The population of Grodno was told that they were not allowed to help Jewish people, to bring food to the Jewish people, or to hide Jewish people. If someone tried to do it, he was killed. That's how the Yatskevich family was shot because they were hiding a Jewish child. Michail Uminski was shot because he was trying to hide his wife who was Jewish.

In September 1942, the ghetto population was informed that they would be taken to the Working camps of Germany, and at night, the citizens of Grodno were awakened because of the shooting in the streets. The restrained people made an attempt to escape. For some of them it was a successful attempt, but 132 were shot. The next day, Kurt Vise ordered that three people, Prenskaya, Druker, and Shpindler, be hanged because they didn't inform about the escape.

When Kurt Vise knocked the chair from under the feet of Prenskaya, she spat into his face.

September 9 was the beginning of the liquidation of Grodno ghetto. It had three stages. During the night of September 14, almost 1600 people were taken to the station and sent to Auschwitz. The only one who didn't die was Freilihman who said later that they were taken by train for three days and nights without food and water and then taken to the gas chambers and the dead bodies were burned in crematoriums. During the night of September 21, 2400 more people more were taken to the station. They shared the destiny of their brothers and sisters.

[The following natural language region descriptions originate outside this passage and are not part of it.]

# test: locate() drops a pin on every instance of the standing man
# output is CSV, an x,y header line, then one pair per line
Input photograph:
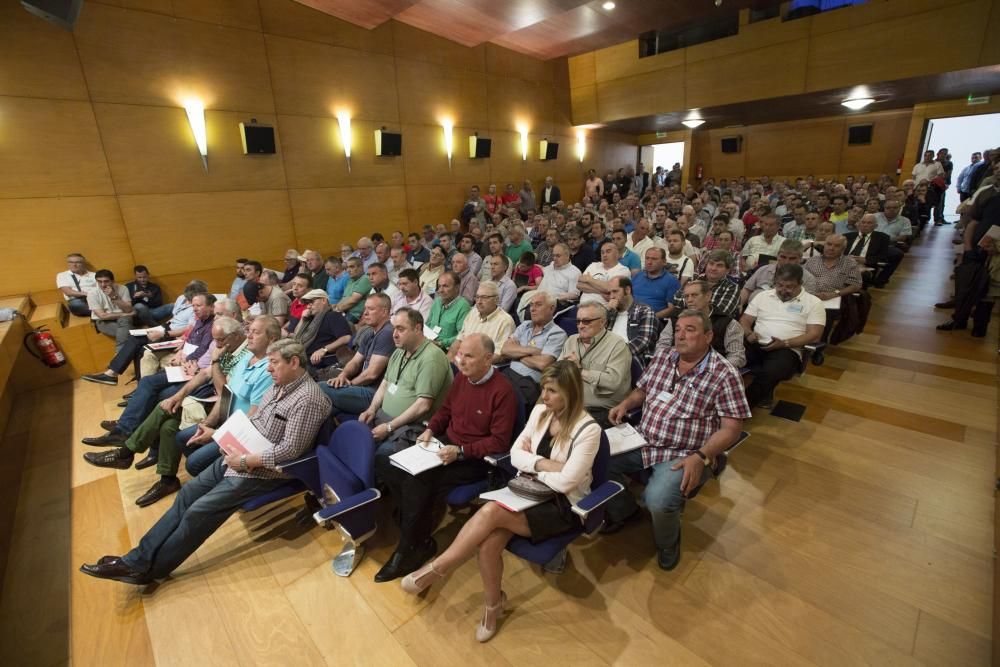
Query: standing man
x,y
75,283
693,409
289,416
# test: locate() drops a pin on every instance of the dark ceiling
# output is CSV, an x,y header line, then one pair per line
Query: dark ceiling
x,y
900,94
541,28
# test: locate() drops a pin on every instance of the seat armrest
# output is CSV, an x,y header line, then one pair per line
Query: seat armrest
x,y
597,497
346,505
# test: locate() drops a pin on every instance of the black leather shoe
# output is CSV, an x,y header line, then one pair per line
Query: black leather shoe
x,y
163,488
149,460
402,564
112,567
667,559
120,458
109,438
612,527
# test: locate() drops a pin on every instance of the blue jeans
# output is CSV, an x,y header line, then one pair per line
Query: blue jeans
x,y
147,316
348,400
202,505
151,390
662,495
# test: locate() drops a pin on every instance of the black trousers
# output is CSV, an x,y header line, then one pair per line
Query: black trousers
x,y
768,369
416,495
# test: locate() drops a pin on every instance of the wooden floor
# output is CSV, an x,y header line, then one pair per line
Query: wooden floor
x,y
862,534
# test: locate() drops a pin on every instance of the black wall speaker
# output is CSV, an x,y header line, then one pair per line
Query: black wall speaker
x,y
548,150
479,147
858,135
257,139
388,143
732,144
61,12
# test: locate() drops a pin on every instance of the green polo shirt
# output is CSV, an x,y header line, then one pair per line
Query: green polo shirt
x,y
426,374
450,318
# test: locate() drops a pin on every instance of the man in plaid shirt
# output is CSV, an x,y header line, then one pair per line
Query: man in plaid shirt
x,y
289,415
693,409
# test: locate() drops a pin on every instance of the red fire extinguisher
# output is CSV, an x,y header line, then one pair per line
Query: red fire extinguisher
x,y
48,350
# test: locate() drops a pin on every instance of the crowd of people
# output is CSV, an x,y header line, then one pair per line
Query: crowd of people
x,y
686,304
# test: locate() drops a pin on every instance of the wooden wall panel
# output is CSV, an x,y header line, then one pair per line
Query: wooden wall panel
x,y
38,59
188,232
857,56
317,80
431,92
50,148
132,134
314,154
47,229
142,58
642,94
292,19
326,218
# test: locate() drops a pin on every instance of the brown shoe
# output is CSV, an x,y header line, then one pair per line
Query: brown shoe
x,y
161,489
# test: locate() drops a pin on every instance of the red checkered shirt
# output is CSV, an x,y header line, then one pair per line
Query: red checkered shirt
x,y
697,402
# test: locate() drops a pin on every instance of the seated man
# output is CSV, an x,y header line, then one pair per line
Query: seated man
x,y
160,428
358,286
475,420
535,344
487,318
321,330
110,308
289,416
410,295
273,301
727,334
76,283
147,299
776,325
180,323
604,359
725,292
352,390
416,382
869,248
763,278
693,409
594,283
635,322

Seventeen thousand Jews were still in the ghetto. Again 2,000 people were taken by the end of September 1942, then another 3,000. First, they walked to Kolbasino, and at the head of the column was a Jew whom the Germans had decorated with a pot on his head with bells on it. Another Jew had to drum, and a famous Jewish violinist, Skibelski had to play Jewish folk melodies. That was the road to death.